Dejar dinero como herencia a nuestros hijos no es tan importante como prepararlos con un legado espiritual que dure toda la vida. Pero qué tanto decidamos dedicar a la formación de la fe en nuestros herederos dependerá de nosotros.
En realidad, todo lo que un padre haga y diga —o deje de hacer y decir— es parte de ese legado. El entendimiento que llega a tener un niño acerca de Dios y del mundo se desarrolla a medida que toma nota del estilo de vida de sus padres, de los principios que rigen sus acciones y del poder de sus palabras. Los niños observan si los padres valoran la obediencia a Dios y notan lo que sucede cuando ellos obedecen (o no) su Palabra. Sus primeras lecciones en cuanto a perdón, generosidad y servicio a los demás las aprenden en el hogar, ya sean impartidas de manera intencional o no. Además, su hijo se dará cuenta de si sus principios y sus palabras no están en armonía.

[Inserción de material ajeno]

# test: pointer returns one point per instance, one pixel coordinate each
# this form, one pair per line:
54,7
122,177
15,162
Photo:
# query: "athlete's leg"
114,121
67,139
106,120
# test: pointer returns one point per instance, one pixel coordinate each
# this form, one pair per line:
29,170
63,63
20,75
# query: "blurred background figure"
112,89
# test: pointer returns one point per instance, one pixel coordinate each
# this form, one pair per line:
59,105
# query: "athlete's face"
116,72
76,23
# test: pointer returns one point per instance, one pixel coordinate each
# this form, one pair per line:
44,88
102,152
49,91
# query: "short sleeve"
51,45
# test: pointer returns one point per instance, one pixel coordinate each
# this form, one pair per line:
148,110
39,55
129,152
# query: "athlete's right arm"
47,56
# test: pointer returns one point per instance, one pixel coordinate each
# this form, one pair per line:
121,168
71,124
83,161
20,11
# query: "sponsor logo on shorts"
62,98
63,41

Invertir en un legado espiritual no termina cuando un hijo llega a la edad adulta. Cuando nuestros hijos salen al mundo, seguimos teniendo la responsabilidad de transmitirles las lecciones que hemos aprendido como hijos de Dios. Mi madre me enseñó a tener fe inquebrantable y obediencia absoluta al Señor. Sus enseñanzas han seguido más allá de su vida, al pasar de una generación a otra.
Si alguien le hubiera preguntado acerca de su herencia, mi madre habría dicho: “No tengo nada que dejarle a Charles”. Pero eso no es verdad. Ella derramó su vida en la mía, asegurándose de que yo supiera lo que era ser amado, conocer a Dios y vivir sabiamente en su voluntad. Esa es mi valiosa herencia espiritual.